Bruder Paulus: Gerade Menschen, die in Unternehmen tätig sind, die ihnen nicht gehören, wo es keine persönliche Verantwortung gibt, wo aber der Druck der Aktionäre ständig da ist, bei denen kann es schon sein, dass sie abheben und das Maximale an Mitteln einfordern. Dann ist man auch noch in der obersten Etage und fühlt sich nahe am lieben Gott. Aber man lässt ihn nicht so richtig in die Karten schauen, und dann kommt es zu Extravaganzen, die zu Dingen führen, die Manager im Privatleben wahrscheinlich gar nicht tun würden. Alles in allem ist meine Erfahrung aber: Wenn man mit diesen Leuten spricht, die Verantwortung tragen, merkt man, dass sie im Großen und Ganzen durchaus wissen, wie dünn das Eis ist, auf dem sie sich bewegen mit ihren Millionen, die sie da hin und herschieben.

domradio.de: Sie haben Kontakte in die Wirtschaft.
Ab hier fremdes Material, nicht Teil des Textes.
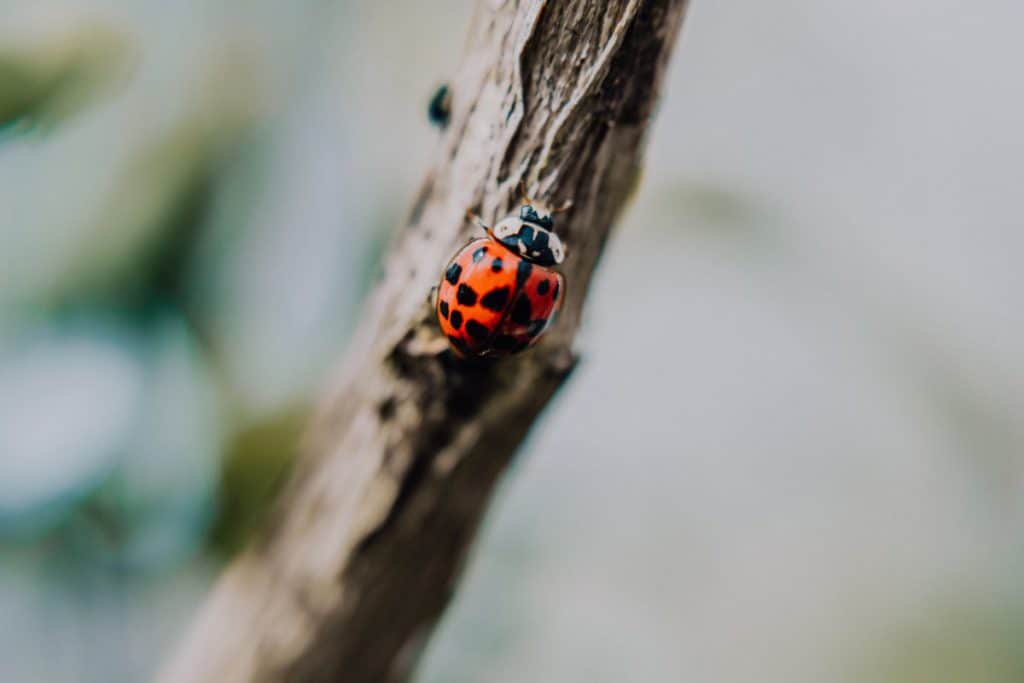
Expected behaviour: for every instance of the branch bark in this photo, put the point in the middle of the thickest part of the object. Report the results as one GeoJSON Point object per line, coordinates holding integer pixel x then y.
{"type": "Point", "coordinates": [369, 538]}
Gibt es ein Bemühen um Bodenhaftung?

Bruder Paulus: Wenn ich mit Managern ins Gespräch komme, sehe ich durchaus, dass sie unter der Zwickmühle leiden, in der sie sich befinden. Alle wollen den größtmöglichen Gewinn, der durch sie erzielt wird. Der VW-Chef hat drei Milliarden Euro Gewinn geschaffen für VW! Und auch sein Einkommen ist exorbitant hoch. Diese Manager fragen sich dann auch durchaus, wo sie ihr Herz hinhängen dürfen, ob sie auch Schwäche zeigen dürfen und Fehler eingestehen. Ich merke aber, dass Unternehmen immer mehr bereit dazu sind, die Kultur zu ändern. Denn wenn Fehler nur verdeckt und vertuscht werden müssen, weil man nur den erfolgreichen Menschen sehen will, dann öffnet man den Missetaten Tür und Tor. Erst da wo, Fehler gemacht und auch zugegeben werden dürfen, wo Schwäche gezeigt werden darf, da kann ein Unternehmen auch stark werden. Da gilt das biblische Wort: "Da wo ich schwach bin, da werde ich stark." Nur wo ich Fehler benennen darf, können sie auch ausgemerzt werden.
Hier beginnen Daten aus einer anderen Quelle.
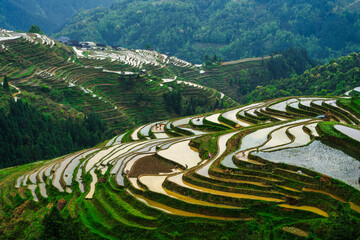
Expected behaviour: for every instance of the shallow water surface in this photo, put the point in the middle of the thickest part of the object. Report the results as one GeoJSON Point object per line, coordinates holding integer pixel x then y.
{"type": "Point", "coordinates": [321, 158]}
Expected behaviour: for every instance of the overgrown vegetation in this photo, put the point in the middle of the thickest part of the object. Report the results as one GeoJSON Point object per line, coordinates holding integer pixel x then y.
{"type": "Point", "coordinates": [331, 79]}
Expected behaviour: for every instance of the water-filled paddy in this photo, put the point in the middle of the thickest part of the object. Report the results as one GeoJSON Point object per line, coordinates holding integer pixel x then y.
{"type": "Point", "coordinates": [350, 132]}
{"type": "Point", "coordinates": [321, 158]}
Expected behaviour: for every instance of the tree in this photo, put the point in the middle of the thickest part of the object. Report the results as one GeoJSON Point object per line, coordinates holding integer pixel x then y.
{"type": "Point", "coordinates": [6, 84]}
{"type": "Point", "coordinates": [35, 29]}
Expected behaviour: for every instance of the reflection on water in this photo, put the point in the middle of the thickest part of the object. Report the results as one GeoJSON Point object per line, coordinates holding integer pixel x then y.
{"type": "Point", "coordinates": [350, 132]}
{"type": "Point", "coordinates": [321, 158]}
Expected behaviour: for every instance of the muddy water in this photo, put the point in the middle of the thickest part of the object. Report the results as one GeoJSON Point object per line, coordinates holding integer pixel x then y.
{"type": "Point", "coordinates": [222, 140]}
{"type": "Point", "coordinates": [312, 128]}
{"type": "Point", "coordinates": [259, 137]}
{"type": "Point", "coordinates": [214, 118]}
{"type": "Point", "coordinates": [154, 183]}
{"type": "Point", "coordinates": [182, 154]}
{"type": "Point", "coordinates": [32, 188]}
{"type": "Point", "coordinates": [92, 185]}
{"type": "Point", "coordinates": [278, 137]}
{"type": "Point", "coordinates": [350, 132]}
{"type": "Point", "coordinates": [281, 106]}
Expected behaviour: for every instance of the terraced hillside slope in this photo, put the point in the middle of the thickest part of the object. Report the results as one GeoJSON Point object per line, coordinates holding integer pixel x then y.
{"type": "Point", "coordinates": [90, 81]}
{"type": "Point", "coordinates": [264, 170]}
{"type": "Point", "coordinates": [230, 29]}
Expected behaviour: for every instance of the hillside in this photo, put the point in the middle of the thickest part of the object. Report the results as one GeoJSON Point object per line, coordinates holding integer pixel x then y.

domradio.de: Sind abgehobene Manager ein deutsches und europäisches Phänomen?

Bruder Paulus: Solche Manager werden überall auf der Welt hervorgebracht, wo sie mit höchsten Geldern jonglieren müssen. Und sich dann einen ziemlich abgehobenen Lebenswandel aneignen. Andererseits wird dann auch der Ruf nach Menschlichkeit immer lauter. Nicht umsonst haben Klöster heute ja tatsächlich viele Menschen zu Gast, die nicht mehr können und einfach mal einen Monat Auszeit brauchen, um zu merken, dass sie keine Computer sind. Dass sie ein Mitarbeiter sind und kein einsamer Wolf auf einer Etage. Da haben wir als Kirche eine hohe Verantwortung, die wir zum Beispiel im Bund katholischer Unternehmer und in der katholischen Arbeitnehmerbewegung auch wahrnehmen. Wir entwickeln als Kirche Ideen, wie wir Managern klarmachen können, dass sie den Menschen zu dienen haben mit der ganzen Wirtschaft. Dass sie die Wirtschaft nicht so zurichten dürfen, dass wir Menschen am Ende der Wirtschaft dienen.

Das Interview führte Christian Schlegel.